Un énième décalage ne ferait qu'accentuer les risques sur le système électrique français, très affaibli à l'approche d'un hiver tendu. En outre, chaque décalage d'arrêt de tranche se transforme en véritable casse-tête pour l'électricien. « Toucher un arrêt, c'est regarder le planning d'arrêts sur 10 ans. Tout est lié. Ce sont 350 arrêts de tranches qu'il faut scruter pour optimiser les arrêts des réacteurs entre eux », confie Régis Clément. Là encore, la question des ressources industrielles est déterminante.
Aujourd'hui, sur les 26 réacteurs nucléaires à l'arrêt, 15 le sont pour un problème de corrosion soupçonné ou avéré. Certains réacteurs ont, en effet, été mis à l'arrêt et ont subi des découpes de tuyauteries pour vérifier s'ils étaient concernés par ce phénomène, mais ne le sont pas. Il s'agit par exemple des réacteurs Tricastin 3 et Bugey 4, qui sont tous les deux des réacteurs d'une puissance de 900 MW.
16 réacteurs sensibles
Et pour cause, l'investigation menée pendant plusieurs mois par EDF a finalement démontré que les microfissures étaient le plus susceptibles d'apparaître sur les réacteurs les plus récents, dont le design, c'est-à-dire la géométrie de la tuyauterie, est un peu plus complexe. Les 32 réacteurs de 900 MW, les plus anciens du parc, ne sont donc pas concernés. Les huit réacteurs de 1.300 MW de première génération sont, eux aussi, épargnés.

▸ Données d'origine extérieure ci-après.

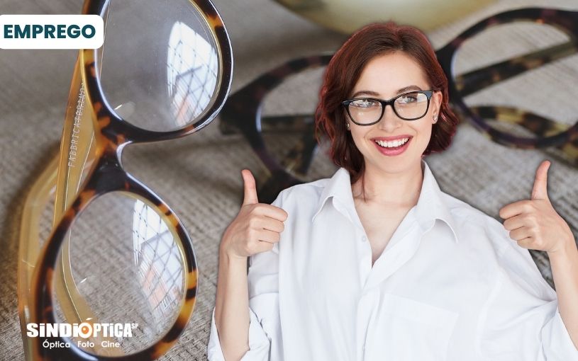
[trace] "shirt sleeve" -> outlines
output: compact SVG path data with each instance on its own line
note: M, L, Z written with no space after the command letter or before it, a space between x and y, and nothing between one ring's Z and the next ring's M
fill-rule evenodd
M505 246L499 252L496 281L482 313L482 360L578 361L578 350L558 311L556 292L528 251L496 223L492 233Z
M282 207L282 192L272 205ZM282 241L283 235L282 233ZM249 350L243 361L282 360L282 343L279 314L279 244L268 252L249 259ZM209 361L224 361L215 324L215 311L211 322L207 347Z

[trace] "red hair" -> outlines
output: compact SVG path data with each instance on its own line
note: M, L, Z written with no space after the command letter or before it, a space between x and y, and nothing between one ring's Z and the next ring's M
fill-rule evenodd
M316 136L327 135L331 142L330 157L347 169L351 183L357 181L365 168L351 134L341 102L350 96L365 65L373 58L394 52L412 57L423 70L433 89L441 91L439 120L433 124L431 138L424 155L447 149L455 133L458 120L448 105L448 79L427 37L412 26L393 22L368 25L355 33L335 52L325 73L316 112Z

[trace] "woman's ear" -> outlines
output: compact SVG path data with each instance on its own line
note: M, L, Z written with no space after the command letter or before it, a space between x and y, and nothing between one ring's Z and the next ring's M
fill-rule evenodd
M440 110L442 106L442 101L443 101L443 94L442 94L441 91L436 91L433 92L433 94L431 96L431 108L433 110L432 112L432 122L438 122L438 119L440 118Z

En revanche, 16 réacteurs sensibles ou fortement sensibles ont été identifiés. Il s'agit des réacteurs du palier dit N4, (Chooz B1 et B2 et Civaux 1 et 2) ainsi que les 12 réacteurs de 1.300 MW les plus récents.
Sur ces 16 réacteurs particulièrement sensibles, dix sont actuellement en cours de traitement et devraient être de nouveau connectés au réseau d'ici le début 2023. En revanche, le contrôle des six réacteurs restants ne démarrera que l'année prochaine. Et « de ces contrôles peuvent émerger des besoin de réparation », prévient Régis Clément. Ces six réacteurs pourraient donc faire l'objet d'arrêt d'une durée moyenne de 24 semaines, soit 5 mois et demi environ.
Standardiser et automatiser
Grâce à l'expérience accumulée cet été, EDF entend désormais industrialiser les réparations. L'électricien mise notamment sur la standardisation et l'automatisation. « Ces chantiers doivent faire l'objet d'un maximum de recopies avec un schéma de réparation qui se reproduit de réacteur en réacteur, afin de réduire progressivement la durée des chantiers », indique le directeur adjoint. « L'automatisation est un deuxième facteur clé. Sur ces opérations, on est partiellement automatisés pour les moyens de soudage et on l'est peu sur les moyens de contrôle. Il faut davantage automatiser ».
Pour accélérer les procédures de contrôle, EDF mise notamment sur une technologie avancée d'ultrasons. Elle permet de localiser d'éventuels phénomènes de corrosion sans avoir à découper les tuyauteries. L'électricien fait valoir une performance unique dans le monde dans l'industrie nucléaire et affirme avoir reçu deux offres d'achats « de notre outil qui n'est pourtant pas à vendre ». Le groupe dispose aujourd'hui d'une vingtaine d'équipements de la sorte et forme une soixantaine d'intervenants à son utilisation. Pour que le potentiel de cette technologie soit pleinement exploité, elle doit franchir une dernière étape réglementaire qui est la qualification.